A cultura tradicional possui também um valor de
identidade, de unidade de coesão, de personalidade cultural da qual todo povo
se sente orgulhoso.
MUDANÇA CULTURAL:
Como vimos, pelo dinamismo inscrito na cultura, ela está
em contínua transformação. Comporta-se como um ser vivo que continuamente deve
adaptar-se ao ambiente e que portanto cria soluções novas resolver problemas
novos ou para solucionar melhor os que existem.
As mudanças podem ser:
“ Pequenas ou grandes, despercebidas ou violentas” (Lerma
Francisco Matriz Antropologia Cultural, 3-a ed. Nampula: Seminário propedêutico
Mater Apostolorum).
Os processos de mudanças culturais, estão ligados a
muitos factores.
As forcas renovadoras podem ser originadas:
1.
Pelo
processo de inculturação: mudança lenta, quase inconsciente, ao facto que
nenhuma transmissão é puramente repetitiva.
2.
Pelo
processo de invenção ou descoberta do tipo tecnológico ou filosófico,
espirituais e religioso.
3.
Contactos
interculturais com os povos vizinhos que podem verificar-se por inúmeras
causas: comercio, festas, casamentos, trabalho, politica, guerra…
4.
Fluxo
e refluxo migratório: As pessoas que emigram e depois voltam trazem novidades.

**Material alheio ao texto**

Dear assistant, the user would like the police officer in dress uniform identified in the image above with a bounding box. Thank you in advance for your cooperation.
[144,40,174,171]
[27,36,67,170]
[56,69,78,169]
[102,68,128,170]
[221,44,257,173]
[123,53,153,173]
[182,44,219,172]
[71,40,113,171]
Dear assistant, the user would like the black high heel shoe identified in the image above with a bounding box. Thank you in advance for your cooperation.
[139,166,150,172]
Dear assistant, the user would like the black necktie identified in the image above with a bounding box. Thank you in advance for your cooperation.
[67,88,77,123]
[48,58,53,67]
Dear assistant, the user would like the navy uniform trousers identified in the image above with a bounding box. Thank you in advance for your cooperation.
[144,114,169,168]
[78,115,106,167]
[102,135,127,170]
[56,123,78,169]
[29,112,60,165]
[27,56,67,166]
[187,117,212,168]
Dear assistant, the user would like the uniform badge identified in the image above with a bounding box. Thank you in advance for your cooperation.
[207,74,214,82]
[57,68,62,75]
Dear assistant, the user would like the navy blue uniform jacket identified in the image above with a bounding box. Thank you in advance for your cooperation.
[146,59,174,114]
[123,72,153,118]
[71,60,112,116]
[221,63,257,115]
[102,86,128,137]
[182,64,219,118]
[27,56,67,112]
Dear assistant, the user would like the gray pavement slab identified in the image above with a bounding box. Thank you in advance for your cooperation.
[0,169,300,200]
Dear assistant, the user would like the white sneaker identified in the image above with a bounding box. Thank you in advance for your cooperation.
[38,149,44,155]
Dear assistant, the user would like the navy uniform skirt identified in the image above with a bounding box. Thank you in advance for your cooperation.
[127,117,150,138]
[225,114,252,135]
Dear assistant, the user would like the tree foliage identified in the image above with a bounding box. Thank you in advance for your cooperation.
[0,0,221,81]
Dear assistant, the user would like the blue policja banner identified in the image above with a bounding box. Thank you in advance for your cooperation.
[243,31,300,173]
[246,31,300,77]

Na sociedade moderna há em curso um processo de mudança
cultural ligado a maciça comunicação social, difusão de bens e serviços
modernos., facilidade de contactos com culturas longínquas.
RITOS DE INICIAÇÃO
Os ritos de
iniciação, (na comunidade africana em geral e macua em particular), são uma
consciência de norma não escrita que consistem uma série de rituais nos rapazes
e raparigas como forma de introduzi-los (lás) na vida adulta pela transmissão
de valores, ou seja, são valores teóricos e práticos que os adultos revelam,
comunicam e ensinam as crianças para a vida adulta.
Podemos dizer que
os ritos de iniciação são práticas pelas quais as sociedades iniciam as
crianças para suas inserções no meio social como pessoas adultas.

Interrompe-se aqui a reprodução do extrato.